All of these devices can connect directly to the Internet with a data plan from a service provider. This means that you would have an extra cost each month so that your iPad/tablet or whatever would connect independently to the Internet. Otherwise, you have to depend on WiFi, a very limited range wireless network, to connect. So, if you are traveling in a car and you want to look up someplace to eat or stay, you can only do this if you have an Internet data connection of some kind. I happen to have my iPhone set up with a data plan. So that goes with me everywhere. I can always use maps, location services, and look things up in Google no matter where I am. Of course, there are service limitations. We found poor to inadequate service all across the U.S. Midwest from AT&T.

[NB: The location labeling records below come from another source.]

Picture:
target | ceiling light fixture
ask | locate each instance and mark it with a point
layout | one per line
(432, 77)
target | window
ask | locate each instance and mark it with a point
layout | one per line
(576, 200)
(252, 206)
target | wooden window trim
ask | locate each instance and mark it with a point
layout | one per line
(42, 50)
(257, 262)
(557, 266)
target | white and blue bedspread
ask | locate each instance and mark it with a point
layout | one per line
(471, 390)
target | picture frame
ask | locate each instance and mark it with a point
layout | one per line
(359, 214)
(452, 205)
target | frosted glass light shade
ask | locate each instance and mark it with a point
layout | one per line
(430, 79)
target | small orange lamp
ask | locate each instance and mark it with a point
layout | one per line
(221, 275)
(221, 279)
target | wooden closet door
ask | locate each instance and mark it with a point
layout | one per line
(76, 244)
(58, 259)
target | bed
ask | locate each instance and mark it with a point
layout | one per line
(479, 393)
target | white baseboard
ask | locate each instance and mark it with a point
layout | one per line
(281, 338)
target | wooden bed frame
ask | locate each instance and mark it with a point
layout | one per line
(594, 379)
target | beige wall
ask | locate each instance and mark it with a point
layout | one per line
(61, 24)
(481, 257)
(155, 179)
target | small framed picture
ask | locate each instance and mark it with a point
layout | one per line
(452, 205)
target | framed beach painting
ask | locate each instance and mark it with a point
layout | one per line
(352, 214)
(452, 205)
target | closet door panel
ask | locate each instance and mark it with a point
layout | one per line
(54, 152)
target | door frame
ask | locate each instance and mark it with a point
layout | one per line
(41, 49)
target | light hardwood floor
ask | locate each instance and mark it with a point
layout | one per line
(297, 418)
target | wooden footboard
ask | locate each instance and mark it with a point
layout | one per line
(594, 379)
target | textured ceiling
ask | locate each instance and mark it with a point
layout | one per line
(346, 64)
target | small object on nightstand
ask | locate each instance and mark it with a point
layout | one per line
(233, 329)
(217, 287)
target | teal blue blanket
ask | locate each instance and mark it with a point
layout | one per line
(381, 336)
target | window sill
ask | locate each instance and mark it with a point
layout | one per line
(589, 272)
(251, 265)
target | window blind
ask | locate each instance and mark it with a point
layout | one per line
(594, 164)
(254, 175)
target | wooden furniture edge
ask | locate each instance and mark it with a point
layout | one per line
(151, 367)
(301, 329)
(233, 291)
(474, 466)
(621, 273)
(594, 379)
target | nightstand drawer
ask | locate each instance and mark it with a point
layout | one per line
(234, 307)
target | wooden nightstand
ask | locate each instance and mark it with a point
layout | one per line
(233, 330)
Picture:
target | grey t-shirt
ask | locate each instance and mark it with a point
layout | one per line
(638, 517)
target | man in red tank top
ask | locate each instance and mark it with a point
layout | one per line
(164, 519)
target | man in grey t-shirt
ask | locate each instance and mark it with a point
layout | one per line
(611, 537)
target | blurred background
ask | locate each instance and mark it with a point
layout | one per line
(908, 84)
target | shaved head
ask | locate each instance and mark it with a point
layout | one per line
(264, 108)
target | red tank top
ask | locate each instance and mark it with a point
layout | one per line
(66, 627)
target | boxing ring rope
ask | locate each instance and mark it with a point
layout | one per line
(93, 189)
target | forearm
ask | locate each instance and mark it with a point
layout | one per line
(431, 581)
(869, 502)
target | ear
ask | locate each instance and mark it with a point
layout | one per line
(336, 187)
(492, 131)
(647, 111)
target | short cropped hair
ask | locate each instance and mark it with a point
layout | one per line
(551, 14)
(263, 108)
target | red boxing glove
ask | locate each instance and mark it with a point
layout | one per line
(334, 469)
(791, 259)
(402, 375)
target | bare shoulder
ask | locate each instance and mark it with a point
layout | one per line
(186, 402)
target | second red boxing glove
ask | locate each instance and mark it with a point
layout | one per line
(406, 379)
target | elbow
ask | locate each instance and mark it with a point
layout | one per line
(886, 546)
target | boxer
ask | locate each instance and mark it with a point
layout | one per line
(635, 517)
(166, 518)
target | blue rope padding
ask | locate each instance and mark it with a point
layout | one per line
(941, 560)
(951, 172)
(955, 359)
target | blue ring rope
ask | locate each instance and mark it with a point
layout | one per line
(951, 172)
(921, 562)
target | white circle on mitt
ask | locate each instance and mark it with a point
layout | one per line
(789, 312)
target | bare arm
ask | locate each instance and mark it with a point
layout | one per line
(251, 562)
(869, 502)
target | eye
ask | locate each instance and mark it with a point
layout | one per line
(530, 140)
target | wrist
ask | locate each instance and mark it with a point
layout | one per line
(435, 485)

So, I would have an iPhone or other smartphone, no matter what, with a data plan. The other devices are convenient and nice to have around, but they only connect to the Internet when I have a free WiFi connection. I get that WiFi connection at home by using a wireless router. This is a device to hook up to the Internet and broadcast your own local wireless network. We can use any of our wireless devices just as if we were connected directly to the Internet with no extra cost. In addition, these devices can be used for a free connection to the Internet anywhere we can find free WiFi, such as airports, hotels, libraries, churches, my children's houses and so forth.
I also use the iPad (tablet) to read books. I find that I can check out books from the library electronically and read them at home or anywhere I have my iPad or iPhone, and then they get checked back into the library automatically.
Can you do your genealogy on an iPad? Well, yes, depending on the keyboard you use and what program you use. It is not as convenient as a laptop, but is usable for a lot of things.
What would I give up? None of them, except maybe the old iPod.
What else? Of course you need a printer. Presently, printers are often included for free or nearly free with the purchase of a computer. The free ones are almost always ink jet printers and the shock is that replacement cartridges can cost more than the printer did initially. For that reason, we use laser printers. They are much less expensive to operate and seem to work almost forever. We have an HP Laserjet 1200 that has been chugging away for about eight years now. I recommend a laser printer, unless you do very little printing and/or want to print photos. What we have learned though is that you can take a flash drive of photos to Costco, Sams Club, Best Buy or whatever and have them printed for less than the cost of buy the ink for your own printer.
Of course, you also want to be able to add documents and letters and etc. to your genealogy files and that takes a scanner. I have written a lot about scanners versus digital cameras lately, so I will skip the details and say that they both have their place.
Of course, you need some kind of camera, preferably a high-resolution digital camera. Right now, very inexpensive digital cameras come with a 12+ Megapixel resolution and cost under $100. However, with camera equipment, the sky is the limit. You can spend the equivalent of the average gross national product of a small country on camera equipment, if you wish to do so.
Well, I am sure I will think of more on this subject by tomorrow.